DescriptionRanque-Hilsch vortex tube is a device that separates a flow of gas into two streams simultaneously, one hotter than the inlet and one cooler. Traditionally vortex tubes are mostly operated at high entrance pressures (>10 psig) and always used for cooling operations. There are industrial applications that result in unused pressurized gases. Using vortex tube energy separation may be a method to recover waste pressure energy from high and low pressure sources. In various industrial systems, magnitudes of waste pressure may be lower but may have significant mass flow rates. Hence it is important to make sure that vortex tube provides the required energy separation while harnessing the low pressure but high mass flow rate waste energy and utilizes it for not only cooling but also for heating purposes.

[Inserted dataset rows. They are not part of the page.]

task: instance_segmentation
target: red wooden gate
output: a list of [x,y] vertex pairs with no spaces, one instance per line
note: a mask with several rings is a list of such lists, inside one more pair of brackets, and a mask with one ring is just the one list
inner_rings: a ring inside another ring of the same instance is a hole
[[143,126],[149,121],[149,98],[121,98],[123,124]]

Our recent experimental observations show that in the low inlet pressure regime (<10 psig); vortex tubes behave differently and produce multiple flow structures rather than expected re-circulating cold stream and the columnar hot stream type of flow (simply "Vortex Tube flow" or VT-flow).
This thesis characterizes industrial waste pressure as a reclaimable form of energy, analyzes the effectiveness of 'vortex tube energy separation' in recovering waste energy from low pressure sources, and explores experimentally and theoretically the possibility of multiple flow structures (like Reverse, Elbow, T-flow or VT-flow) inside vortex tube in a low inlet pressure regime.
First time, a study of flow modes in low pressure vortex tubes with small cold fractions has been presented which yielded quantitative confirmation of simple one dimensional model for these flows allowing both predictive capabilities and guidance in design.